The smile left my face when I read the note. The email address was Brendan’s, but the message was from his wife Allie. The chemotherapy had not worked. He was in his final days. My heart sank. Brendan had become part of our family, and we loved him. I had visited him at his home and had shared numerous calls. Now, there would be no more updates. It is a great loss for us and a greater loss for his wife and two small children. 

You might ask, “Why begin an Easter message with a story of pain and suffering?” It has been a year of loss for me and my family – my father, my brother-in-law, and my cousin who baptized me – have all left this world for the next. The losses live with me every day. 

It seems to me that “loss” is the perfect place to begin a conversation about Easter. Six days before the crucifixion, our Lord came to Bethany where he found Lazarus in the tomb. The shortest verse in the Bible, “Jesus wept,” describes the deep pain he felt as he considered the loss of his dear friend and the task ahead of him. Even though he raised Lazarus he knew the man would die again. The penalty of sin in this world is that death comes to all. 

In Holy Week we first remember loss. On Friday, Good Friday, our Savior was brutally sacrificed for our sins. He bore our sins willingly to make possible the creation of something new. But in the loss, as we mourn, we also claim the rest of the story. Jesus gains victory over death, and three days later he is raised from the dead!  

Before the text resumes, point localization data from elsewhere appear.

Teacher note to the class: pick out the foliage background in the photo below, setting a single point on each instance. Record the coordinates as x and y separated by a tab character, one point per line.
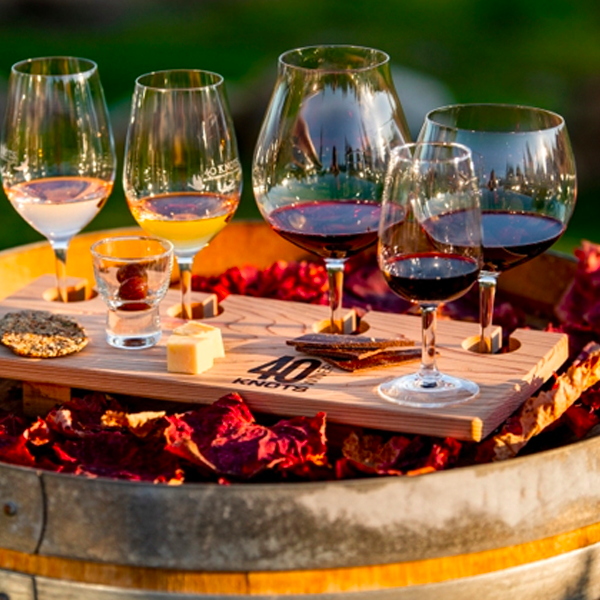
537	52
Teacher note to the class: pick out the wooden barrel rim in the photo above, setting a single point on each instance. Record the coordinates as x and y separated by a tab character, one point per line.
367	578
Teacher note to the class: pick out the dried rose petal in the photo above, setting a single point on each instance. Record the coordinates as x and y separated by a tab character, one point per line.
224	438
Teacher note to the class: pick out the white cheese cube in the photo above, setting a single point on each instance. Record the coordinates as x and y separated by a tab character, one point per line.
189	354
201	330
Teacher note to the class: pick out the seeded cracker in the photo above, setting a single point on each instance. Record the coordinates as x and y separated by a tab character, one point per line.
41	334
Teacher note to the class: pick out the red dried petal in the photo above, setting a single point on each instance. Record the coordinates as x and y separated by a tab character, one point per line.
225	439
580	420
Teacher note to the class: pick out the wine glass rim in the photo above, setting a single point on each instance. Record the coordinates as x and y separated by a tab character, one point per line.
384	58
464	151
94	249
218	80
554	116
88	67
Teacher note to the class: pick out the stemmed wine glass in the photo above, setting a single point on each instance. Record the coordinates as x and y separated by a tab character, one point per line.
429	252
322	152
527	180
57	156
182	176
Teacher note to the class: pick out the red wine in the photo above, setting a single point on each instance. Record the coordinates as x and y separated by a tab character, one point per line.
431	277
510	239
331	229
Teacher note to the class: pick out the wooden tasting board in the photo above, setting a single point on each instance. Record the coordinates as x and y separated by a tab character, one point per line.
273	378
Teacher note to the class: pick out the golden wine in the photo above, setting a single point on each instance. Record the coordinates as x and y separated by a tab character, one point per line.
190	220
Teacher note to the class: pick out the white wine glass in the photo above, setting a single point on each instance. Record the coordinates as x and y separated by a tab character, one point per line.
527	181
429	252
182	175
322	152
57	156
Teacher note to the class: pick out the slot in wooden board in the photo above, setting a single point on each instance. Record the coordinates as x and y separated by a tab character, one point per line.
274	378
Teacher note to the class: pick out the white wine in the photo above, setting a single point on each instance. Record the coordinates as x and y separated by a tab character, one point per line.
190	220
59	207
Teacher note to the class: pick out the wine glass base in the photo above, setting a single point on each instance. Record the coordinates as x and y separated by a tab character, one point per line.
411	391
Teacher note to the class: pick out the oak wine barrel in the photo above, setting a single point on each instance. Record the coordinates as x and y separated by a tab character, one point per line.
525	528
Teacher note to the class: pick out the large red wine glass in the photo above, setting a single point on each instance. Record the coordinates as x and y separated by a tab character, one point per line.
429	252
182	175
322	152
57	157
527	180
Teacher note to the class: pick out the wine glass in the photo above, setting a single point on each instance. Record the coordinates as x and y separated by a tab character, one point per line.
429	252
527	180
57	156
321	155
182	175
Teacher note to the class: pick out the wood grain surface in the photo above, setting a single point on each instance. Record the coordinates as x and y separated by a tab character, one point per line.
274	378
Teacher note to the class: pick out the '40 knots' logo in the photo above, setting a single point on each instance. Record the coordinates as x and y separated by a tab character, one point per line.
225	177
287	373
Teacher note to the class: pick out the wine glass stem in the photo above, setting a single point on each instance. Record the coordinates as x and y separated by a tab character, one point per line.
428	373
185	273
487	294
335	275
60	258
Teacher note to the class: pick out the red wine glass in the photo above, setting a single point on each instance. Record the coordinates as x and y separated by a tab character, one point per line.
527	180
429	252
322	152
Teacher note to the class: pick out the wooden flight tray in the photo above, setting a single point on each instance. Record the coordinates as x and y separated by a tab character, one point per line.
273	378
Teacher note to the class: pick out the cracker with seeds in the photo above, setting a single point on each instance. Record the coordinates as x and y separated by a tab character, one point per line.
41	334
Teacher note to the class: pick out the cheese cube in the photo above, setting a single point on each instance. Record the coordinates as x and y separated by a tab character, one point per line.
189	354
201	330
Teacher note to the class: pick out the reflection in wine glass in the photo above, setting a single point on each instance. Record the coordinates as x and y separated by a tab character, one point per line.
527	181
182	175
57	156
429	252
322	152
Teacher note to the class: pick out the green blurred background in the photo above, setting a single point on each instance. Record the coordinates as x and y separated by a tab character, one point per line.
537	52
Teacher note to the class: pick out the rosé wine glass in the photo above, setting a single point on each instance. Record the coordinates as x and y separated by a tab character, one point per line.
57	157
322	152
429	252
182	176
527	180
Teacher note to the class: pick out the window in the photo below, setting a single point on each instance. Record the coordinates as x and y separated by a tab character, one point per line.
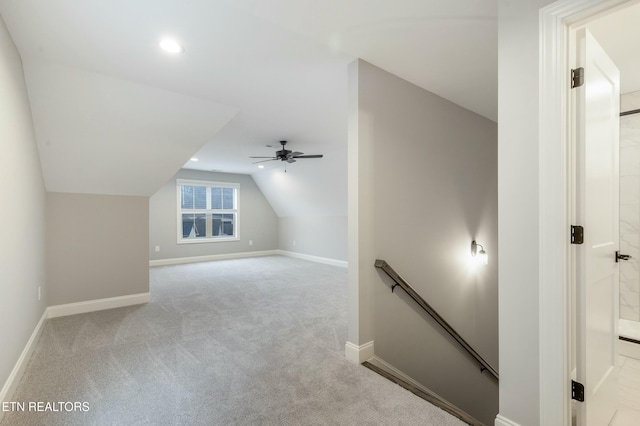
207	211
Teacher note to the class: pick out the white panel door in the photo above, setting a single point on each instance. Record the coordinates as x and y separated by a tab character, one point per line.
597	141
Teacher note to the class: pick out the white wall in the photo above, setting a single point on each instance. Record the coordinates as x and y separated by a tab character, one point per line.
22	214
96	246
258	221
427	183
324	236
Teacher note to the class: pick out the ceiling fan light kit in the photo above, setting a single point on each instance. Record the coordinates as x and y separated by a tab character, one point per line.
287	155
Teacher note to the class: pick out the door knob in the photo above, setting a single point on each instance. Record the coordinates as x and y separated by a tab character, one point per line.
622	256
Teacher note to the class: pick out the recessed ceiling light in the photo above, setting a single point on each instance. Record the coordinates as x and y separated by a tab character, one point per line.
170	45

I love the passage from C.S. Lewis’ The Last Battle. In the last book of the Narnia series the children were sure they would be sent back to Narnia as they had been in all the adventures, but Aslan notes that this time there will be no going back – they are killed in a “real” railway accident. But in the same breath the story quickly moves … 

“The term is over: the holidays have begun. The dream is ended: this is the morning.”

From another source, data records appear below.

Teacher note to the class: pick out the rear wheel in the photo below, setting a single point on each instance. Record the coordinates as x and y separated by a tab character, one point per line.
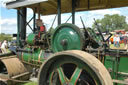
73	68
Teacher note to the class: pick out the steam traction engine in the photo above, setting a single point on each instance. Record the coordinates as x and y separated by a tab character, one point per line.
68	56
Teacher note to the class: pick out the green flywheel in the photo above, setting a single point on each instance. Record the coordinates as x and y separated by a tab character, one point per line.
67	37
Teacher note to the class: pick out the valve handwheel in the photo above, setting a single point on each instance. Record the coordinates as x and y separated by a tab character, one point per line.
67	37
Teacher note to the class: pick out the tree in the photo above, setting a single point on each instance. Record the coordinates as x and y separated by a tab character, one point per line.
5	37
112	22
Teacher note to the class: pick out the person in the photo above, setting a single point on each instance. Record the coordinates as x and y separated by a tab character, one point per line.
114	40
0	47
4	47
117	41
41	27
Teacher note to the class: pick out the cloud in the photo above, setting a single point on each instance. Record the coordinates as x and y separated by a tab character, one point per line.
8	25
105	11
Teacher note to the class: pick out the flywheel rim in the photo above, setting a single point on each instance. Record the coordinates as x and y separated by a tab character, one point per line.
102	74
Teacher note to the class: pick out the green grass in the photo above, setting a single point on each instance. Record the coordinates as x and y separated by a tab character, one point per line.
121	46
29	83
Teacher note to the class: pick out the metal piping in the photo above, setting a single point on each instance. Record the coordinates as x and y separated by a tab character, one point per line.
73	11
59	11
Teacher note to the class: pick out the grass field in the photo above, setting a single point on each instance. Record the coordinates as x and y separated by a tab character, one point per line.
29	83
122	46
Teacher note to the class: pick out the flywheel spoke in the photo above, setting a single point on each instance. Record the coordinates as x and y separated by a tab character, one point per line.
75	75
62	77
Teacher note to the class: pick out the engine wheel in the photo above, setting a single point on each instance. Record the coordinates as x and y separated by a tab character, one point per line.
73	68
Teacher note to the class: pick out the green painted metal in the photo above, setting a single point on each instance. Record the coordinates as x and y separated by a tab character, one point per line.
80	66
67	37
31	39
36	56
97	39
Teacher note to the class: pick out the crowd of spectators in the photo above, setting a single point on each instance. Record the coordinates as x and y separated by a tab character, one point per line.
117	39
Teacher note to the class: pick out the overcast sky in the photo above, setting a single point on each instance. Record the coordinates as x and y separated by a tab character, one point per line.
8	18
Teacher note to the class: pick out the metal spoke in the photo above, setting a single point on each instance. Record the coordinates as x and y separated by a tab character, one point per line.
61	75
75	76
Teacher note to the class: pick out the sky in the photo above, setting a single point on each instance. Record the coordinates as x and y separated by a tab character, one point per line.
8	18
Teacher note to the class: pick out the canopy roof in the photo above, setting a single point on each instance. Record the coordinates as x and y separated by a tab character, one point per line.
48	7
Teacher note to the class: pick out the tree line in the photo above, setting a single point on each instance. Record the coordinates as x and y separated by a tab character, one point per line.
4	36
110	23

And as He spoke, He no longer looked to them like a lion; but the things that began to happen after that were so great and beautiful that I cannot write them. And for us this is the end of all the stories, and we can most truly say that they all lived happily ever after. But for them it was only the beginning of the real story. All their life in this world and all their adventures in Narnia had only been the cover and the title page: now at last they were beginning Chapter One of the Great Story which no one on earth has read: which goes on forever: in which every chapter is better than the one before.”

In Easter we celebrate that we will be awakened to the morning and begin anew our stories with Christ. The victory is won; death is defeated! He is Risen! He is Risen indeed.